Built from the shop-floor up, and primarily targeting mid-range discrete manufacturers, Plex has grown nicely from the low $20 million range (when we first met them years ago) to greater than $50 million in revenues as of YE2012. Blessing shared that he thought the business could grow 20 percent in 2013, but accelerate to a faster pace in 2014 and beyond given the new investments that are now being made (with the new capital infusions). The four investment areas he emphasized included:
- Product: 2013 R&D investments to bolster and strengthen its core auto-centric backbone.
- Industry: 2013 R&D investments to create new and unique industry versions for the Food & Beverage sector (which will be a great “process” industry proof-point), and for Aerospace & Defense.
- Geo: Assess/evaluate how best to serve customers internationally – potentially with new office infrastructure vs. just having local talent in country – specifically in Europe (Germany), Asia (China) and Latin America (Brazil).
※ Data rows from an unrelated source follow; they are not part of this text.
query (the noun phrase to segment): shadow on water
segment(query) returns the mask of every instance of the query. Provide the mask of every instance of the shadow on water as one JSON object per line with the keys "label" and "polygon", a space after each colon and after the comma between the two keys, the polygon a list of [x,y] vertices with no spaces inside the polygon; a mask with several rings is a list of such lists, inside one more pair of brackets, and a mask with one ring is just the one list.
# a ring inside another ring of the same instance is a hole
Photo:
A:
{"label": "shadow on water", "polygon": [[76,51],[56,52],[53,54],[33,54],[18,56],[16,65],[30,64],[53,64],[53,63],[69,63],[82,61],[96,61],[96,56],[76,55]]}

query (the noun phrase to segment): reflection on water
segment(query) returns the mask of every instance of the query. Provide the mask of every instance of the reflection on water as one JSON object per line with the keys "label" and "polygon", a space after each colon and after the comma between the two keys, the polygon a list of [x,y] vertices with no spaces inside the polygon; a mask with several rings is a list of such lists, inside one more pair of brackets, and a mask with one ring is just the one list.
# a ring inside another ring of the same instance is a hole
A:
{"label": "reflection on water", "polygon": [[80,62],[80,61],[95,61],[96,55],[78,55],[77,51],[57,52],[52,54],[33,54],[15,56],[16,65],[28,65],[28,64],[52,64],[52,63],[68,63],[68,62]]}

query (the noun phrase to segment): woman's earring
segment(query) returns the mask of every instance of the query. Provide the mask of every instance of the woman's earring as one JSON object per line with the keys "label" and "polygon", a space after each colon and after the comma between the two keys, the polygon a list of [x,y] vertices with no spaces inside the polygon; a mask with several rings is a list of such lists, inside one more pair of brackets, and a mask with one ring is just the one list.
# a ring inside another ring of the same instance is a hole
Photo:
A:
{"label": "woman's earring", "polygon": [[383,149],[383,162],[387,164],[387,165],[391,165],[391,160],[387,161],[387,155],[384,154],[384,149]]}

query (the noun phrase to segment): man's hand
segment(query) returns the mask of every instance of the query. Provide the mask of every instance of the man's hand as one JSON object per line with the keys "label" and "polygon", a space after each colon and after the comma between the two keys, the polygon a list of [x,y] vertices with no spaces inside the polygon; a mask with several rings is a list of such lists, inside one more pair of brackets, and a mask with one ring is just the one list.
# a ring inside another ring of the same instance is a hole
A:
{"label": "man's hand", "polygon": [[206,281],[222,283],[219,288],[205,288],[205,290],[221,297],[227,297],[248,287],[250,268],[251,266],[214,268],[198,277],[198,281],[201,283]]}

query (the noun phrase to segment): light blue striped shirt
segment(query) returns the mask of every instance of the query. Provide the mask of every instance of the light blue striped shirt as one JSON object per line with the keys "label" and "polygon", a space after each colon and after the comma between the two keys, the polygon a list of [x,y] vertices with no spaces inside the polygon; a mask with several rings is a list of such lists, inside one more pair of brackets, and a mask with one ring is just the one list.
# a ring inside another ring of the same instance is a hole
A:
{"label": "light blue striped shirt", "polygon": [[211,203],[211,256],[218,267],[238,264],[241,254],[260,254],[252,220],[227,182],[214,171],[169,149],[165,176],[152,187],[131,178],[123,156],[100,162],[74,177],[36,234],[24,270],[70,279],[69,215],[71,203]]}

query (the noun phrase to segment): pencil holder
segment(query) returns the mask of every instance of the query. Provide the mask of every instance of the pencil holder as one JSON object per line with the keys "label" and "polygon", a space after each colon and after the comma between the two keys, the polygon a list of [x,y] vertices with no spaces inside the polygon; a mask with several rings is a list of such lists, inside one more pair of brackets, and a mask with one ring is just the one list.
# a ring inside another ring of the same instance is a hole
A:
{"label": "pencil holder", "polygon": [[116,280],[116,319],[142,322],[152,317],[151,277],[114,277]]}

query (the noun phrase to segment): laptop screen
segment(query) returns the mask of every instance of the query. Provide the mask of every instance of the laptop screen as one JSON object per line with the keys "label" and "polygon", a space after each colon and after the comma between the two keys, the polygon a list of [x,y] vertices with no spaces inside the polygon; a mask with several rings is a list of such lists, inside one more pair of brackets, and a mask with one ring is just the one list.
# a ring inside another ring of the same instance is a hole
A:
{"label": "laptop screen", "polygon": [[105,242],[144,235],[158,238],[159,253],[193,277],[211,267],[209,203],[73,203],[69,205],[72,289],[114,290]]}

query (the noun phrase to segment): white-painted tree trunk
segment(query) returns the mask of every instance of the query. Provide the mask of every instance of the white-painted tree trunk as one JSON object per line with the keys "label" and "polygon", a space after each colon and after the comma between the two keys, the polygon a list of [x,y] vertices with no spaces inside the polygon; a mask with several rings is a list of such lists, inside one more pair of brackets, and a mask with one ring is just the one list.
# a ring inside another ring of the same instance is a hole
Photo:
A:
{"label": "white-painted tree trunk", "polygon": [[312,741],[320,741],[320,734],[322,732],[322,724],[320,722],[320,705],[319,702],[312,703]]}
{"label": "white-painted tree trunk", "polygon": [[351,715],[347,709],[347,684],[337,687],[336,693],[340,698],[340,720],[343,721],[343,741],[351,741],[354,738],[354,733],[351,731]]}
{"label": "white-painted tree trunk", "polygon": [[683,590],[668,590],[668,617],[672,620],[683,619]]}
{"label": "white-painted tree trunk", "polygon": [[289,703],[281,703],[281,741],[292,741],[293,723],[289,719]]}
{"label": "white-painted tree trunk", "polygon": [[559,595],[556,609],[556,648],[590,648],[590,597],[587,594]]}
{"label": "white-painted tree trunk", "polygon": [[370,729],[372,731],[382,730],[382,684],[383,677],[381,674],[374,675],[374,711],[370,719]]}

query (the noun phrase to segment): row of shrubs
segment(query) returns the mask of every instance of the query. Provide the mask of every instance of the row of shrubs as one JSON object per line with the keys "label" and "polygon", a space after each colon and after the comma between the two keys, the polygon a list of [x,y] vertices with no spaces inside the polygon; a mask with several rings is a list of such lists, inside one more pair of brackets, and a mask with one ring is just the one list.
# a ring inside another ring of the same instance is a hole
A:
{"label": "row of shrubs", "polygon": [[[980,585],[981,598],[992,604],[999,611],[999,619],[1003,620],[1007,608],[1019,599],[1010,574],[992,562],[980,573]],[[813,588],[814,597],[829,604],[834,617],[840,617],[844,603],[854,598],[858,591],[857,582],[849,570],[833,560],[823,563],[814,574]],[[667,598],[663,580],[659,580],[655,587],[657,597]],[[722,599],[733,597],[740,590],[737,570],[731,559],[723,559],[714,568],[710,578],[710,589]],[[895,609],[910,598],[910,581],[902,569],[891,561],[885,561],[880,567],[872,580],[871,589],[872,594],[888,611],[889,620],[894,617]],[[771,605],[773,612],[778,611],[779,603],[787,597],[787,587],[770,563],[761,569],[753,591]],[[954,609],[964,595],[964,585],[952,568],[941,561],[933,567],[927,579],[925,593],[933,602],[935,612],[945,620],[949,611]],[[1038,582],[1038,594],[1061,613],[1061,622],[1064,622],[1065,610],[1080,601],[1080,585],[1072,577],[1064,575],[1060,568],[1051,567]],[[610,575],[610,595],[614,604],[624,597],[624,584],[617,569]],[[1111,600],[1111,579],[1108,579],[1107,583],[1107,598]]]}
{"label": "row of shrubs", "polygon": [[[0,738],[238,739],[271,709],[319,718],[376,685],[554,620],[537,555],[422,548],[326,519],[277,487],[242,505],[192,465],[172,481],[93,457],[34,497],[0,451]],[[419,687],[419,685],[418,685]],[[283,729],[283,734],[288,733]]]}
- Sales & Marketing: 2013 investments to create greater brand awareness, and put significantly more feet on the street (sales) – specifically plans to double the size of the sales force by YE2013.
With the investments currently underway, we see little reason not to assume that Plex can join the club of $100 million + size Cloud business software players within three years – potentially leading to an IPO before long. The issue is how quickly customer demand for Cloud-based business software will begin to more broadly accelerate in the manufacturing/logistics/transportation segments – as these are massively sized markets, with significant opportunity once the knee in the curve is achieved.
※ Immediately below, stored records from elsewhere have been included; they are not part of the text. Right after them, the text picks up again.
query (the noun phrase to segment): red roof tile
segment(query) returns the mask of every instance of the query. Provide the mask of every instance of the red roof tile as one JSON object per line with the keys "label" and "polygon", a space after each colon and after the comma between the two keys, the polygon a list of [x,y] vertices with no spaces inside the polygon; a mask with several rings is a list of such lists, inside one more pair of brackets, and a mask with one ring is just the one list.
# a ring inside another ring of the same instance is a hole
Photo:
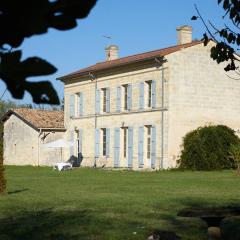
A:
{"label": "red roof tile", "polygon": [[126,64],[130,64],[130,63],[134,63],[134,62],[138,62],[138,61],[144,61],[147,59],[151,59],[154,57],[158,57],[158,56],[166,56],[170,53],[174,53],[177,52],[183,48],[188,48],[191,46],[195,46],[197,44],[202,43],[202,41],[193,41],[191,43],[186,43],[186,44],[182,44],[182,45],[176,45],[176,46],[172,46],[172,47],[168,47],[168,48],[163,48],[163,49],[159,49],[159,50],[154,50],[154,51],[150,51],[150,52],[145,52],[145,53],[140,53],[140,54],[135,54],[135,55],[131,55],[128,57],[123,57],[123,58],[118,58],[115,60],[111,60],[111,61],[105,61],[105,62],[99,62],[96,63],[95,65],[92,65],[90,67],[87,68],[83,68],[79,71],[70,73],[68,75],[59,77],[58,79],[60,80],[65,80],[71,77],[77,77],[77,76],[81,76],[84,74],[88,74],[89,72],[97,72],[97,71],[103,71],[103,70],[107,70],[107,69],[111,69],[114,67],[119,67],[122,65],[126,65]]}
{"label": "red roof tile", "polygon": [[64,129],[64,113],[63,111],[49,111],[29,108],[16,108],[8,111],[2,120],[5,121],[11,114],[23,119],[33,127],[50,128],[50,129]]}

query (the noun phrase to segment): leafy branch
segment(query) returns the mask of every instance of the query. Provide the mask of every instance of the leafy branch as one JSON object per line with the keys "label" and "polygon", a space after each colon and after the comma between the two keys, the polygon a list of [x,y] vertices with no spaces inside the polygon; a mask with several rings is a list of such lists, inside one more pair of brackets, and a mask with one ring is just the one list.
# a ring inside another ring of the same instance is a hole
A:
{"label": "leafy branch", "polygon": [[224,24],[223,28],[217,28],[210,21],[207,24],[201,16],[197,5],[194,6],[198,15],[193,16],[191,19],[200,19],[204,24],[206,28],[206,33],[203,35],[205,45],[208,44],[210,39],[215,41],[216,45],[211,48],[211,58],[217,63],[227,62],[224,70],[236,71],[239,74],[239,66],[237,66],[236,62],[240,62],[240,58],[237,56],[236,51],[240,47],[240,0],[218,0],[218,4],[222,5],[225,11],[223,19],[228,16],[233,26],[229,27]]}
{"label": "leafy branch", "polygon": [[69,30],[77,19],[88,16],[97,0],[2,0],[0,3],[0,78],[12,96],[22,99],[25,91],[35,103],[59,104],[51,82],[30,82],[28,77],[53,74],[57,68],[39,57],[21,61],[19,47],[25,38],[47,33],[49,28]]}

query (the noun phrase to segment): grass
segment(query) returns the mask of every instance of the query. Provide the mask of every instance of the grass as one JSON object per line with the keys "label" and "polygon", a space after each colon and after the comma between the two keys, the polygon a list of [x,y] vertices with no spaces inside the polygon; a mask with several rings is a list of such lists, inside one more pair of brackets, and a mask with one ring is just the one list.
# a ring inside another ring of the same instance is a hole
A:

While early and sustained Cloud customer adoption has focused in the CRM and Collaboration/Social spaces (Phase I), and more recently for upper-mid and large enterprises in the HCM space (Phase II) – Saugatuck believes that we are just now witnessing the beginnings of the third and fourth Phases of Cloud business solution demand – focused respectfully on the Finance function, and around discrete / process manufacturing (see 1131RA - The 3rd Wave – The Emergent, Impactful Era of Cloud Financial Apps) – that will likely play out over the balance of the decade.
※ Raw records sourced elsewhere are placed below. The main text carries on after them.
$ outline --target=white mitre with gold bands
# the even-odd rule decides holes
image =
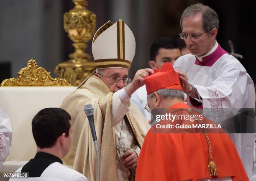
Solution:
[[[96,31],[92,50],[96,69],[129,69],[135,54],[135,38],[122,20],[110,21]]]

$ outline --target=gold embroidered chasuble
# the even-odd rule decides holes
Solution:
[[[70,114],[74,128],[71,148],[63,158],[64,164],[73,166],[89,181],[96,180],[97,158],[90,124],[84,111],[87,104],[92,105],[94,108],[94,123],[100,156],[100,180],[118,180],[118,143],[112,122],[112,105],[115,104],[112,101],[113,94],[102,80],[93,75],[80,88],[66,97],[60,107]],[[141,148],[150,125],[132,104],[124,118],[136,144]]]

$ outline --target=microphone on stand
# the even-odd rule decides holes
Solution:
[[[95,130],[95,126],[94,125],[94,109],[92,105],[87,105],[84,106],[84,112],[87,116],[88,120],[90,124],[91,128],[91,132],[92,132],[92,140],[93,140],[93,143],[94,143],[94,147],[96,152],[97,157],[97,181],[100,181],[100,153],[99,152],[99,145],[97,141],[97,136]]]

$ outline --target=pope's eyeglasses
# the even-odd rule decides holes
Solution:
[[[207,32],[207,31],[205,31],[202,34],[190,34],[189,35],[186,33],[179,33],[179,35],[180,38],[182,40],[186,40],[189,37],[192,38],[197,39],[199,38],[203,34],[206,32]]]

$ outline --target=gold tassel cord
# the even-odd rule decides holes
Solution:
[[[209,170],[209,173],[210,176],[212,177],[217,177],[218,176],[216,165],[213,161],[213,158],[212,157],[210,157],[209,158],[208,170]]]
[[[177,110],[171,112],[171,114],[174,112],[182,110],[186,110],[192,115],[193,114],[193,110],[191,108],[188,109],[184,108],[178,109]],[[197,122],[198,122],[198,124],[201,124],[201,122],[200,122],[200,121],[199,120],[198,120],[198,119],[197,119],[196,120]],[[209,173],[211,177],[218,177],[218,173],[217,172],[217,167],[214,161],[213,161],[213,158],[212,157],[212,145],[211,144],[211,142],[210,141],[210,138],[208,136],[208,134],[206,133],[205,130],[202,128],[202,129],[205,135],[205,139],[206,139],[207,144],[208,145],[208,150],[209,150],[209,164],[208,165],[208,170],[209,171]]]

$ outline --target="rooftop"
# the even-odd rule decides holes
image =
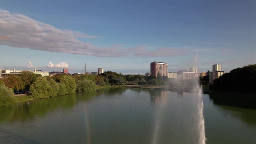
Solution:
[[[165,62],[155,62],[155,61],[154,61],[154,62],[151,62],[151,63],[164,63],[164,64],[167,64],[167,63],[165,63]]]

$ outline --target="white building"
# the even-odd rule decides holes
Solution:
[[[177,72],[168,72],[168,78],[177,79]]]
[[[194,72],[187,72],[186,70],[177,72],[177,79],[179,79],[187,80],[195,79],[197,77]]]
[[[221,71],[221,65],[215,64],[213,65],[213,72]]]
[[[197,69],[195,67],[192,67],[192,68],[190,68],[190,71],[191,72],[194,72],[196,73],[197,73]]]
[[[104,72],[104,69],[103,68],[98,68],[98,73],[100,74]]]

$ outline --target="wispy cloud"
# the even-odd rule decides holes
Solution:
[[[69,53],[98,57],[171,56],[186,54],[184,50],[159,48],[149,50],[145,46],[123,48],[122,44],[111,47],[100,47],[78,39],[79,38],[97,38],[102,36],[86,35],[79,32],[58,29],[19,13],[0,9],[1,35],[10,37],[1,39],[0,45],[17,48]]]
[[[66,68],[69,67],[69,64],[67,62],[60,62],[59,63],[54,64],[52,62],[49,62],[49,64],[46,65],[46,67],[49,68]]]
[[[34,68],[34,65],[32,65],[32,63],[31,63],[31,62],[29,62],[29,65],[26,66],[27,68]]]
[[[192,42],[192,43],[199,43],[199,44],[207,44],[211,45],[230,45],[229,44],[227,43],[207,43],[207,42]]]

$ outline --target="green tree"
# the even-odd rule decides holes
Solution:
[[[95,89],[95,82],[92,80],[84,79],[77,82],[77,89],[79,92],[92,92]]]
[[[38,77],[41,77],[41,75],[35,74],[30,71],[22,72],[20,73],[20,78],[23,82],[24,90],[29,90],[30,85],[36,81]]]
[[[18,91],[24,88],[23,81],[19,75],[8,75],[3,79],[3,81],[6,86],[11,88],[13,90]]]
[[[14,103],[12,96],[14,95],[11,88],[0,83],[0,107],[8,106]]]
[[[59,92],[62,94],[61,95],[75,93],[76,89],[75,81],[71,76],[63,75],[60,78],[59,83],[60,84],[59,85],[59,90],[63,91],[62,92]]]
[[[59,91],[59,87],[58,83],[54,81],[54,80],[51,78],[46,78],[48,83],[51,87],[49,89],[49,95],[51,97],[55,97],[58,95]]]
No doubt, Plex brings a wealth of broader ERP functional capability beyond its shop-floor manufacturing strengths. But our sense is that the firm is clearly focused on staying true to its manufacturing DNA, and mid- and upper-mid market target customer, so that it can remain a market leader as this sector heats up significantly in the coming years. Competition will be fierce, as traditional ERP giants SAP and Oracle reposition themselves for the Cloud, as will other on-prem players such as QAD, Epicor and Infor (among others). The players to especially watch, in our opinion, however, are the next-gen pure-Cloud players such as Rootstock, Kenandy and others – who while lacking in depth today, have the potential to catch up to Plex, given time and substantial investment – although this will not be a trivial catch-up.
Likewise, pure-Cloud players such as NetSuite will clearly want to play even bigger than they currently do in the manufacturing space over time, as this segment accelerates, as might juggernaut Workday – although they currently have their hands full managing the growth of their Financials and HCM businesses.
Interestingly, the route to larger enterprise manufacturers for Plex appears to be at the BU or divisional level, as companies explore a 2-tier ERP/manufacturing play. While most large enterprises are not prepared to give up their SAP R3 or Oracle corporate headquarters footprints, deploying Plex in a 2-tier ERP/manufacturing system architecture appears to be a very viable option for many companies, given the half dozen or so billion dollar (+) size accounts that Plex maintains.
This follows a similarly path that Netsuite has successfully used with their Financial suite, selling at the BU or divisional level as part of a 2-tier Financial roll-up – in accounts well-entrenched at corporate headquarters with SAP and Oracle financial footprints.